This blog is intended to go along with Population: An Introduction to Concepts and Issues, by John R. Weeks, published by Cengage Learning. The latest edition is the 12th (it came out in 2015), but this blog is meant to complement any edition of the book by showing the way in which demographic issues are regularly in the news.

If you are a user of my textbook and would like to suggest a blog post idea, please email me at: john.weeks@sdsu.edu

Monday, August 25, 2014

Africa's Demographic Prospects

If you think that population growth is a good thing, then you should be in love with Africa. This week's Economist uses a new UNICEF report as a springboard for a discussion of demographic prospects in that continent.
A new study by Unicef, the UN children’s agency, points out that, by 2100, on current rates, almost half the children under 18 in the world will be African.
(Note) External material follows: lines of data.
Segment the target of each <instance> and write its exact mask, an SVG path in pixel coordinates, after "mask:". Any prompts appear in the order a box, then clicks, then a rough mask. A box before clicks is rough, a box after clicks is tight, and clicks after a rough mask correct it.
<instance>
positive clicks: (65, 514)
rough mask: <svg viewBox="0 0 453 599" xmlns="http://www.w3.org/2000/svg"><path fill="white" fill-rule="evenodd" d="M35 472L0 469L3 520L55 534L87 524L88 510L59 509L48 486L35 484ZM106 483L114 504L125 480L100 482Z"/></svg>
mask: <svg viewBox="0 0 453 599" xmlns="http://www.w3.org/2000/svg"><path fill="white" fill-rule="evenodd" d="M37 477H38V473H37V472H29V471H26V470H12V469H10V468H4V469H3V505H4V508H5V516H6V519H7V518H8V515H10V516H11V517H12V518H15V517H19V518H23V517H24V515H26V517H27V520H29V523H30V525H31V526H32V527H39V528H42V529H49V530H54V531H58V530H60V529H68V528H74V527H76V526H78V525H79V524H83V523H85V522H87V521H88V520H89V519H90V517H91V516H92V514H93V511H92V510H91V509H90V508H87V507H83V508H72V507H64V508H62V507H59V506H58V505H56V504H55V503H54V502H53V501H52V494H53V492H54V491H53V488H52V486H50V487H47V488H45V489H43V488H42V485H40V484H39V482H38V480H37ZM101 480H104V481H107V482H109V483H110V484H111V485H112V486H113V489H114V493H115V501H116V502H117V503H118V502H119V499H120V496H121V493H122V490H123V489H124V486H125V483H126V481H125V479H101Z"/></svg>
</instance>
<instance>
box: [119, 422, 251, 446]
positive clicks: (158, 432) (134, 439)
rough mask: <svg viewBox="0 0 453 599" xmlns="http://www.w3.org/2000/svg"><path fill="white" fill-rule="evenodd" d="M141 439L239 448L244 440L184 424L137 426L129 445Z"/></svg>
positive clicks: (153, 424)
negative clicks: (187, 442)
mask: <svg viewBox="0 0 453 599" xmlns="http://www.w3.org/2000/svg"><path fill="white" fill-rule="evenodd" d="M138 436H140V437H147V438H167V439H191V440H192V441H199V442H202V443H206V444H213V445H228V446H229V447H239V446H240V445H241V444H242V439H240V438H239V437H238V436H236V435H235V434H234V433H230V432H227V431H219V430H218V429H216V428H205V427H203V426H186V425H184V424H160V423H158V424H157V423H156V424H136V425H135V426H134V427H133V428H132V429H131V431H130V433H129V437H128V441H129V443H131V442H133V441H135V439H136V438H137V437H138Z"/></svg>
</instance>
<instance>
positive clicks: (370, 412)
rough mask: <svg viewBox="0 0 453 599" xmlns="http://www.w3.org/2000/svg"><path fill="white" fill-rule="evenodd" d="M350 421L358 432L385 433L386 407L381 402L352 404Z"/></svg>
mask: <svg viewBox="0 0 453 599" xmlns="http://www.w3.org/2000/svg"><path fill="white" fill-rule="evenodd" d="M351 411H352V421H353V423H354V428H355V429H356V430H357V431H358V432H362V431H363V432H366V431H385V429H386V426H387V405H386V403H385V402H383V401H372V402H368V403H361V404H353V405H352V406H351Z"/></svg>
At the moment, the share is only a quarter.
This would be one of the most dramatic demographic shifts in history. By the end of the century, if current demographic patterns continue for another 85 years (which they may not), Africa would have 4.2 billion people, against 1.1 billion today. Nigeria, whose land mass is similar to Pakistan’s or Venezuela’s, would rise from 180m today to 910m, registering one in 12 of the world’s births.
“The future of humanity is increasingly African,” says Unicef’s report, which shows a “massive shift in the world’s child population towards Africa”. The number of Africans under 18 may swell by two-thirds, to reach almost a billion by 2050, even if child-mortality rates remain relatively high. The new figures assume a reduction in fertility rates over time, as prosperity increases.
Yet Africa seems unusual in that economic growth during the past decade has not cut fertility as much as it has done elsewhere. Fertility rates in some African countries have stalled, instead of falling continuously, as happened throughout East Asia and Latin America.
In truth, I could not find the UNICEF report online, but the numbers come from the UN Population Division. In my own writing, I rarely look at projections past 2050, just because of the high level of uncertainty of any population projection as you go out several decades. Nonetheless, there are some lessons for us all in looking at the prospect of population growth in Africa. What the middle of the continent, in particular, needs is a rapid drop in fertility to create a demographic dividend that can create higher standards of living, as as happened in East Asia, rather than miring people in a Malthusian dilemma of too many people for available resources. As a UNICEF blogger recently noted, the key to that is improving the status of women in Africa. This needs to be top on the list of the new Millennium Development Goals.